LANSING, Mich. (AP) — Michigan likely paid about $8.5 billion in fraudulent or improper jobless benefits over a 19-month period during the coronavirus pandemic, far more than previously estimated, according to a report released Wednesday by the state’s unemployment agency.
The figure, provided by Deloitte & Touche, came more than a year after the firm said the agency expected fraud losses in the “hundreds of millions” of dollars. State auditors have since reported that the agency improperly paid $3.9 billion to claimants who were later deemed ineligible.
There is “some overlap” between those payments — made to self-employed and gig workers who began qualifying for federal aid because of the pandemic — and the overall $8.5 billion estimate, said Julia Dale, director of the Unemployment Insurance Agency.

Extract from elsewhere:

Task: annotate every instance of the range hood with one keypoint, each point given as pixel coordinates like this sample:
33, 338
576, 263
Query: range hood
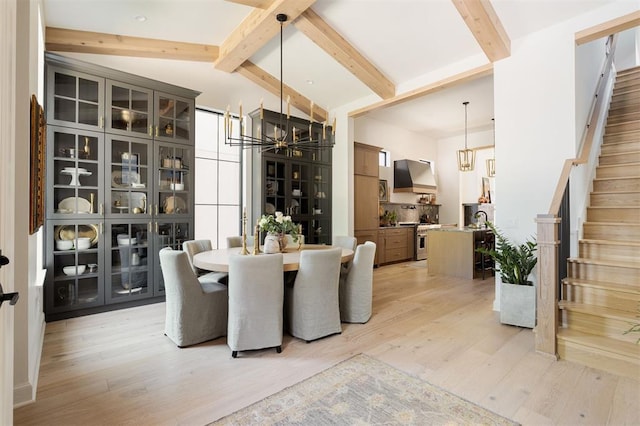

“My initial reaction to seeing these numbers is one of outrage and certainly frustration,” she told The Associated Press. “These are not the type of numbers that we had hoped to see or want to see.”
She added, however, that the state has been doing a much better job blocking fraud for more than a year.
The percentage of benefits paid involving likely imposter fraud was 0.46% last fiscal year, down from 9.7% between March 2020 and October 2020. The portion paid involving likely intentional misrepresentation fraud — apparently legitimate claimants who may apparently fabricate income-verification documents or knowingly fail to report information that would make them ineligible — was 0.11%, a drop from 20.1%.